A core goal of neuroscience is to understand how the brain adaptively orchestrates movements to execute complex behaviors. Quantifying behavioral dynamics, however, has historically been prohibitively laborious or technically intractable, particularly for unconstrained and naturalistic behaviors which the brain evolved to produce. Driven by advances in computer vision and deep learning, new methods are being developed to overcome these limitations and enable precise and automated quantification of behavior from conventional across species and experimental settings. In this talk we will: introduce the problem of pose tracking for behavioral quantification; show how deep learning can be employed to achieve markerless motion capture; and highlight examples of how our work on making this technology accessible through open-source tools like SLEAP (sleap.ai) is enabling studies across domains and application areas ranging from social and motor neuroscience in flies, rodents, and primates, to ecology, digital humanities, and even plant biology to tackle climate change.
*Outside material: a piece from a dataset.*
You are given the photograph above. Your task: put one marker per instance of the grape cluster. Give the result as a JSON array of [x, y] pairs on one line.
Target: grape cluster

We will conclude with preliminary results from a large-scale home cage phenotyping project designed to detect prodromal markers of disease.
Learning objectives:
1. Summarize deep learning technologies for markerless motion capture in animals.
2. Review open-source software tools that can be used for behavioral analysis (SLEAP and Keypoint-MoSeq).
3. Identify how behavior quantification technologies can be used to enable the identification of behavioral biomarkers of neurodegenerative disease progression.